Rhythm With Littles

I’m the mom of a 2 1/2 year old. While I’m writing this blog for a wide range of ages and interests, one of my goals is musical education. Rather than the usual selection of SOLAR SYSTEM (we are OBSESSED), he insisted on a video by Prodigies Music Lessons, a YouTube channel. For introducing little kids (here, I’m talking about 5-6 years old and younger) to musical concepts such as the beat and rhythm, a free video such as the following is great. Although the moment was passing (and 2 year olds are notoriously cooperative when you ask them to do something again 😆 ), he was clapping and tapping along.
Parents, it helps if you get excited and be goofy about it with them.
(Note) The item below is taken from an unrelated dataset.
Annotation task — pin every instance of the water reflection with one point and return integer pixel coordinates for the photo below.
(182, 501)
Especially for timid kids who aren’t usually dancers, seeing you tap along to the beat and imitate the silly movements can really help them feel more comfortable. And if you don’t want to put your kid in front of a screen, this is a super approachable musical concept to teach your kid, yourself. Some tips: make your thigh tapping a “large” movement (easier for kids to copy and perceive), and keep your rhythms very simple, like in the video.

Did your kid like it? Before making the rhythms more complicated, try doing the same basic rhythm and beat activity these ways:

  • Stomp the rhythms
  • Clap them!
  • Speak them: doo doo doo or ta ta ta
  • Jump in place!
  • Harder, but worth it: walk them! This might not happen for a bit for 2-3 year olds, but this process of integrating rhythm into your child’s body is applicable to gross motor skills, keeping a steady beat, and more complicated rhythmic integration, later.
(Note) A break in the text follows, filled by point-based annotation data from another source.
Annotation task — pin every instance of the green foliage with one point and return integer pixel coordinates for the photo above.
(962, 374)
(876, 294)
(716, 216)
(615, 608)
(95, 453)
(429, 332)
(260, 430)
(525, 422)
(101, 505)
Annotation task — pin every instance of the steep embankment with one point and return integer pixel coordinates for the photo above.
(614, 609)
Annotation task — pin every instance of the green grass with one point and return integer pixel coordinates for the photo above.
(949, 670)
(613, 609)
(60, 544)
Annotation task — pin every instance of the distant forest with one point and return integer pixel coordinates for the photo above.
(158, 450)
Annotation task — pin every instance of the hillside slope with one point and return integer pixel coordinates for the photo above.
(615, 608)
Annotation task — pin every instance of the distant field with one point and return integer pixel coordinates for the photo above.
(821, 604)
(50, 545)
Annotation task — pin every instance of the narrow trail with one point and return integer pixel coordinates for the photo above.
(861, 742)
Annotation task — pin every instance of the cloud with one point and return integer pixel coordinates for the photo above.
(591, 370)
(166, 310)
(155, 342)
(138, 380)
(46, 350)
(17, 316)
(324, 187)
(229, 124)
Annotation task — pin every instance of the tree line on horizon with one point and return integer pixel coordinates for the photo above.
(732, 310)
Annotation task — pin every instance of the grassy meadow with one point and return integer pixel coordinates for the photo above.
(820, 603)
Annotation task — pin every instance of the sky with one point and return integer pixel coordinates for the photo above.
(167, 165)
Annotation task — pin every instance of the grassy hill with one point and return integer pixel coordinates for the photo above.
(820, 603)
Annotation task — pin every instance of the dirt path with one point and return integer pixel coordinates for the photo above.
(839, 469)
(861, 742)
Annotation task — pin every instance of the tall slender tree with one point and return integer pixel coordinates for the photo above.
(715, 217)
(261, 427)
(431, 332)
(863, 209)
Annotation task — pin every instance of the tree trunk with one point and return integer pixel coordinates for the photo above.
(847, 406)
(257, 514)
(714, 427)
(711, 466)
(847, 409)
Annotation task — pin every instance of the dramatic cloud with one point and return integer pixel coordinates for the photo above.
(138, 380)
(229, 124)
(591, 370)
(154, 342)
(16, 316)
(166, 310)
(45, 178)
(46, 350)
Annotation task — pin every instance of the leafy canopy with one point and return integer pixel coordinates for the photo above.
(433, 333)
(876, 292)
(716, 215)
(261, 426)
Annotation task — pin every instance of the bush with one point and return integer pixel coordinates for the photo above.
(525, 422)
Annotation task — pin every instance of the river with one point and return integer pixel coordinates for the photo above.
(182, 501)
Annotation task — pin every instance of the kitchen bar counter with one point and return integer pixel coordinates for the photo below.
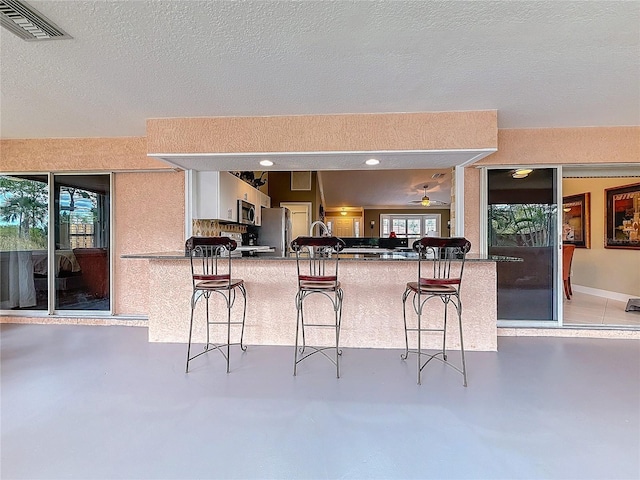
(372, 312)
(370, 254)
Remember your preschooler’s attention is probably going to be around 2-3 minutes for this, and that’s ok. 2 minutes of rhythm attention, whenever you can fit them in (weekly? daily? whenever!), is a great no-prep game that will prepare your child for music study further on. I switch up what I’m doing every couple of attempts. So 2-3 rounds of thigh slaps, 2-3 stomps, and depending on how the child is doing, maybe add jumps or ‘doo doo dooooooooo.’ Let me know how it goes, and how I can further support you!